John Jay President Jeremy Travis describes Shiva’s gift as a “transformative” one, fitting perhaps for someone who was, himself, transformed at the college. Michele Galietta, director of clinical training for the doctoral programs, emphasizes that the gift will have a major impact on the program and that Shiva’s support for the past decade “has literally allowed the program to develop quickly into an outstanding one. His strategic decisions about funding have spawned research and enriched the program more than I can say.”

Despite these accolades and his background, Shiva’s demeanor is down to earth, transparent and quietly earnest. As a John Jay adjunct professor, he teaches the one course he loves, a clinical practicum, which, he says, helps students to function in the real world of psychology.

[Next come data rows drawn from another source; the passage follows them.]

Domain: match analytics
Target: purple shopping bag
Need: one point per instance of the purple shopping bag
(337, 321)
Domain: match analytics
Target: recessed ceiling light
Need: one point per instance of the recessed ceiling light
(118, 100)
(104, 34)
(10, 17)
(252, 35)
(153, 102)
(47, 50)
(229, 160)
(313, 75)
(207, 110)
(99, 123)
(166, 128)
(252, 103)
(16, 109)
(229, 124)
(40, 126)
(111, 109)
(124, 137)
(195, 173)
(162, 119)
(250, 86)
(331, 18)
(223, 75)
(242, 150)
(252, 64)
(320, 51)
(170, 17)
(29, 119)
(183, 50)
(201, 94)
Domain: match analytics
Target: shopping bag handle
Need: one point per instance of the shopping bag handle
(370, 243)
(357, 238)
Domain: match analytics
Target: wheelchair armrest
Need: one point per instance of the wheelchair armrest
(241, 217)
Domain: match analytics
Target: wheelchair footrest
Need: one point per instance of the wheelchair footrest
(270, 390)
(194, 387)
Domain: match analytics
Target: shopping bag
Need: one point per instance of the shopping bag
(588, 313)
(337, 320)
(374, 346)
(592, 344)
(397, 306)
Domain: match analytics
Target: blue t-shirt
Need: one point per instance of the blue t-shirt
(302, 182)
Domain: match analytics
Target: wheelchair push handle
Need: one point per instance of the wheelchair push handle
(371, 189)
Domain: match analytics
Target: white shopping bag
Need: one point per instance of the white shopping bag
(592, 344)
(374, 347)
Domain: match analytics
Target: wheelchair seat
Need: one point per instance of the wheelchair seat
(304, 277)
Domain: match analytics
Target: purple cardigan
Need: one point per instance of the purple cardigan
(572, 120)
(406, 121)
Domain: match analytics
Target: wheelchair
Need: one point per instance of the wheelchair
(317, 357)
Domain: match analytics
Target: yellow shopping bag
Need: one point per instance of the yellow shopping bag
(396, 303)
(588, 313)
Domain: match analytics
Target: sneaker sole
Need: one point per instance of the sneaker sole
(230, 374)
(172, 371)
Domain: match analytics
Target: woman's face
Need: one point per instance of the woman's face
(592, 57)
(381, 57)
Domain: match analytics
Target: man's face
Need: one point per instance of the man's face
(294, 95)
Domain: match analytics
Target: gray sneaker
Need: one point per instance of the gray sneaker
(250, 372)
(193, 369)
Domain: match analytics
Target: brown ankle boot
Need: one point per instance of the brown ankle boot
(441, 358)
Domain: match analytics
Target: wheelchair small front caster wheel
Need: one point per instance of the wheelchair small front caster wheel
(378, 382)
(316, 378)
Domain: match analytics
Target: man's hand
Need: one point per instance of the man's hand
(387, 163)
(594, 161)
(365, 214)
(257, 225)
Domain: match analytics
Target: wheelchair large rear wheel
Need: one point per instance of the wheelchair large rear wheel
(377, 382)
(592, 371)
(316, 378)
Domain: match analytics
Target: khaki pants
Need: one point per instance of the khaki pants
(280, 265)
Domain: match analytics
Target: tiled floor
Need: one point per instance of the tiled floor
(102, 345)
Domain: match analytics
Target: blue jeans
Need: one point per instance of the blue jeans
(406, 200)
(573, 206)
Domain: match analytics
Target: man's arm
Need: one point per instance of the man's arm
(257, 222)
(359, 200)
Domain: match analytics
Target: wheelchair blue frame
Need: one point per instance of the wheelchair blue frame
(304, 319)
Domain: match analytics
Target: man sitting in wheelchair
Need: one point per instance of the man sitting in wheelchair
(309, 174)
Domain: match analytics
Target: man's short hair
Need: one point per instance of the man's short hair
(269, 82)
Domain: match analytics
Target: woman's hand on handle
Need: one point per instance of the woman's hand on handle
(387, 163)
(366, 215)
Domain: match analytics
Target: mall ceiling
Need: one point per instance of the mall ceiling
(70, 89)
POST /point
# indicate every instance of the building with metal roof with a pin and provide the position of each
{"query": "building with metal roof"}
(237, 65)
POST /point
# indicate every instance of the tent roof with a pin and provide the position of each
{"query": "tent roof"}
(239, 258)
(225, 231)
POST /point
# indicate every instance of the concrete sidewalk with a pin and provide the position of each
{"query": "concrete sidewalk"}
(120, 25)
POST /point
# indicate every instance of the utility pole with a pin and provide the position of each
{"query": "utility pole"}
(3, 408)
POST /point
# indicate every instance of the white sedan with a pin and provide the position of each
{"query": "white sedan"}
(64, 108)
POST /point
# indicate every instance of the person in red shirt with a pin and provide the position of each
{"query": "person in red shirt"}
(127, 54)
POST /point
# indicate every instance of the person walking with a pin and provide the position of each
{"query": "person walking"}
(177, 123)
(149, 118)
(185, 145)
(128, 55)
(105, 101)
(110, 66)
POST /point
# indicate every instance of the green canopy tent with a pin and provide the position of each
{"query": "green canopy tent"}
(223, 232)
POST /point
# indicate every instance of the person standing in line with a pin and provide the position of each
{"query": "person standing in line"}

Shiva now spends much of his time with the National Currency Foundation, which he founded, and at the National Numismatic Collection at the Smithsonian Institution where he had been digitizing the bank notes collection of the United States Treasury Department, United States Bureau of Engraving and Printing and the Chase Manhattan Money Museum. In turn, he has permission to use these scans to curate virtual exhibits on a website that can be used to educate about the history of currency — and on the art of it as well.

“I have a note from a territorial bank — from the Deseret National Bank of Salt Lake City, Utah territory,” says Shiva. “You look at the president’s signature and it’s hand signed by Brigham Young. I’ve got a note from a Los Angeles bank and it’s one of a sheet of four notes signed by Cecil B.
DeMille. I have Civil War generals, industrialist bankers, railroad tycoons. Engravers are some of the most accomplished artists ever…. You can take the engraving off of money and put it on another piece of paper and it still would be beautiful. What is amazing is that a monetary instrument could simultaneously be a work of art, that is what captivated my attention.”

It’s Shiva’s interest in art that compelled him to select the 4,050-square-foot art gallery to be named after him and his wife to commemorate their donation. Of the naming of the gallery, John Jay President Travis says that part of the transformation of John Jay is “the integration of the arts, humanities, and performing arts into the life of the college, so it’s appropriate this space is devoted to art.”

With joy and pride, Shiva walks around, showing off the gallery, delighted that its space can accommodate large installations. “If not for John Jay,” says Shiva, “where would I be? John Jay helped give me direction when I didn’t have any.”